I’m back from a brilliant vacation and I can’t believe it’s over!
The beauty of this trip back home was it came after 8 months of not seeing my parents and finally being there, I was thrown off balance with the amount our relationship had changed, or evolved.. as I like to believe it did.
I coincidentally got in touch with a friend I haven’t seen or heard from in seven years. We studied together from the time we were six till the time we were seventeen. Somehow, though we shared nothing of our lives or feelings with each other, had nothing in common, not even basic value systems, we called each other best friends.
Childish incidents and years later, we finally fell apart, probably for our own good.
Seven years later, I met her, this vacation and we talked just the way we did when we were in second standard, or in fourth.. or pre university.. and we still contained the same childlike comfort levels.

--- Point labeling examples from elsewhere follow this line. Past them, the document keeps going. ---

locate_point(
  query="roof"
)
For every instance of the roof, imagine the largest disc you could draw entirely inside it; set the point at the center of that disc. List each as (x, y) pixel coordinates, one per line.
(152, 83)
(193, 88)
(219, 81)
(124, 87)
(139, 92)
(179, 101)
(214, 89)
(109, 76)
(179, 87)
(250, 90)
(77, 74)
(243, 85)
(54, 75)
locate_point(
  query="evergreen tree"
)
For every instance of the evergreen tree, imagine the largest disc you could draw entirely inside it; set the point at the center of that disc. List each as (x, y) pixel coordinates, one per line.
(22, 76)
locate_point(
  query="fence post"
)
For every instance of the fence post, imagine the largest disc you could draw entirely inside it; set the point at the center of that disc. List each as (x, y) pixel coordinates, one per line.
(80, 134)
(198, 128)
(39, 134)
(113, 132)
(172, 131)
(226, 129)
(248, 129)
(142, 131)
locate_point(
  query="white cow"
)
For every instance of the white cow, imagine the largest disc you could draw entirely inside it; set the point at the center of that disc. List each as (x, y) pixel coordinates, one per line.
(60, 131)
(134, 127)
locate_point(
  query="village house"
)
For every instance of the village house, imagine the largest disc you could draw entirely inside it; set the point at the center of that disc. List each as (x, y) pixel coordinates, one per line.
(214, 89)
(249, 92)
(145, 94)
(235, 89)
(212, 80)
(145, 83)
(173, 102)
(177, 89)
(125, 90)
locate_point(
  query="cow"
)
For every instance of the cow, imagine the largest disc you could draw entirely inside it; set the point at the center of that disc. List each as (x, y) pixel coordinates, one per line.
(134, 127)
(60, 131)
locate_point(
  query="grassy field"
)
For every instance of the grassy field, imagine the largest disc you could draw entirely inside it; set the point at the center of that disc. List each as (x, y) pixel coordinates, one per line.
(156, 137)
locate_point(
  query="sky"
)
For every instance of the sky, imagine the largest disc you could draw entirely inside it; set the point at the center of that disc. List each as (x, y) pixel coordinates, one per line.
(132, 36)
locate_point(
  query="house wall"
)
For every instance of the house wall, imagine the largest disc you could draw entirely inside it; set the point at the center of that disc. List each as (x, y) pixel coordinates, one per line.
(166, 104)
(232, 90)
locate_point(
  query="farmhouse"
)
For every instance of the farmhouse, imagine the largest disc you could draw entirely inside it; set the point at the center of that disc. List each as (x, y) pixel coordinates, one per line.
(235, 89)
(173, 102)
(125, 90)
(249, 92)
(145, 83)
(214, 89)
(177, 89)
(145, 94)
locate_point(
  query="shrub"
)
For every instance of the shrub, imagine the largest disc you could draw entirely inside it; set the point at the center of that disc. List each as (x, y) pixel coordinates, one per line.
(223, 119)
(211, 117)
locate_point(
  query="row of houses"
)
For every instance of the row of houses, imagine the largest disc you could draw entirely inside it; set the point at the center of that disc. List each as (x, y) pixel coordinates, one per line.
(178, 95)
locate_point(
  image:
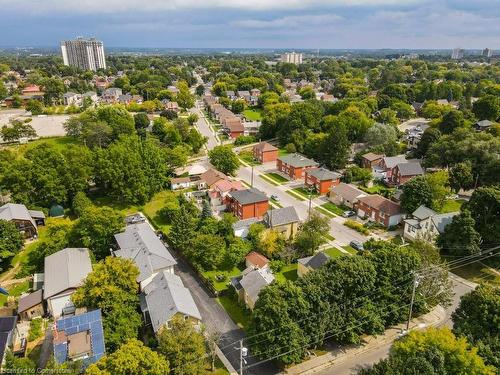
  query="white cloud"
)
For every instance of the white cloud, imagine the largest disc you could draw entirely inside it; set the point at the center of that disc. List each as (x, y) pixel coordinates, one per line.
(114, 6)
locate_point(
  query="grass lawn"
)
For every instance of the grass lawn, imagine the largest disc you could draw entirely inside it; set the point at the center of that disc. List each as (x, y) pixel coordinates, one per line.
(295, 195)
(220, 283)
(254, 114)
(452, 205)
(279, 179)
(239, 314)
(477, 272)
(288, 272)
(333, 252)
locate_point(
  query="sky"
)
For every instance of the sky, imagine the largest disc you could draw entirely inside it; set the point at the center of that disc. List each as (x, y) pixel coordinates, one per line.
(335, 24)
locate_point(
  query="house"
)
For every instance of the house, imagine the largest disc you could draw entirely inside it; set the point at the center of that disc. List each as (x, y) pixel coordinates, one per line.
(31, 305)
(321, 179)
(64, 272)
(79, 337)
(72, 98)
(426, 224)
(345, 194)
(370, 160)
(483, 125)
(241, 227)
(210, 177)
(284, 220)
(403, 172)
(294, 165)
(7, 335)
(247, 203)
(256, 260)
(305, 265)
(379, 209)
(141, 244)
(249, 284)
(166, 297)
(265, 152)
(26, 221)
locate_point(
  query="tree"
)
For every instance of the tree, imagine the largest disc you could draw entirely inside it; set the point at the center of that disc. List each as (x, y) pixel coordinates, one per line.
(183, 347)
(484, 207)
(476, 319)
(433, 351)
(461, 177)
(11, 240)
(450, 121)
(132, 358)
(311, 235)
(224, 159)
(487, 108)
(112, 287)
(416, 192)
(459, 237)
(96, 227)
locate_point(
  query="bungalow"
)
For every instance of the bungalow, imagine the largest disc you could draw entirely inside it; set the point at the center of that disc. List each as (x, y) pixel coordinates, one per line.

She still asked me uncomfortable questions and I still gave her with non committal answers.
Her voice was still the same, she still looked the same and trust me, I couldn’t believe anyone could still be the same person seven years later. She hadn’t changed in thought or soul.
Which set me thinking.. maybe I hadn’t changed either.
My mom took me to an ancient temple her family had just discovered in the outskirts of the outskirts of the outskirts of a wannabe city-but-really-a-cool-looking-village.
I walked in and realized what they mean when they say you can’t breathe when you see something this beautiful.
The temple was rock carved, ancient and virgin, and was the birthplace of two warriors who were now worshipped as demi-gods in the village.
A forest grew around the temple and you couldn’t possibly imagine something this beautiful could stand in a jungle of thorns and everyday weeds.
I heard overwhelming stories about how these two very great men attained god-ship and the Brahman in the temple showed me the dried lake they bathed in, the old wood cradles they slept in as infants and the weapons they carried.
A few days later I left my parents and the home I grew up in for an extension of my holiday. It felt strange because the house too seemed like my mother now – beautiful, affectionate, once mine, and solely mine. Today, they were both other entities besides being just my Amma or my home.
Anyway, mush apart, Hampi was terrific!
A vivid description of the history and archeology and shopping, you’ll get on Lonely Planet, so let me get down to what REALLY got me kicked.
The morning my friend and I left Hampi, we sat down to savor the last of our free identities and freedom here.
Over a Tibetian breakfast in a little shack there, we listened to the birds, the river and a bunch of stoned firangs singing off tune.
Just then two people entered the shack.
The woman, atleast sixty, was Israeli and her British companion, an excited little man of atleast seventy led her in.
We couldn’t help but notice how excited the two seemed and they sat down discussing how the hash brown potatoes were nothing like hash brown potatoes here for the next fifteen minutes. The chemistry between them was so charged, I felt much older for a while.
Then, we eavesdropped. (Sorry, Mrs. Beautiful Israeli Woman and Mr. Handome Brit Man)
We learnt the two were once seeing each other, thirty years back. For some reason, they went their ways then. He got married, she was too, and somehow, six months back they got in touch, probably on the internet.
They decided to meet, here in Hampi on a decided date. The two came alone, leaving behind their families, but once here, didn’t know how to contact each other. Mr. Handsome Brit Man went all over the place to every inn asking them if Mrs. Beautiful Israeli Woman had checked in and a week later, he found her, and instantly recognized her.
We sat there listening to the two so lost in their past and so oblivious to the world around, suddenly snapping back into the present, feeling awkward, and then gliding back in, lost in memories.
I wish I’d stayed longer and been evil longer enough to know what happened to the two after that Tibetian breakfast. But we had a flight to catch. So a silent prayer said to the couple, we picked our bags and departed.
I’m back now, and my ex-best friend, the warriors and their history, home and the inter-nation lost love story all are part of memory, a past vacation and old photographs.
Hopefully, life will seem interesting enough now on!
Cheers!
2 comments:
sounds absolutely cool.
and hampi is enchanting.
sigh
Hi Sis, the title of the post is misleading.
I did not find a single photograph, whether of hampi or of the old couople or of the young couple or of the long lost classmate of yours.No photo of your idyllic village the ancient temple with its warrior dieties, etc.
There is a sea change in your style. U r more prosaic now, more at peace with yourself unlike the earlier posts poetic, fanciful and betraying trepidations about existential problems.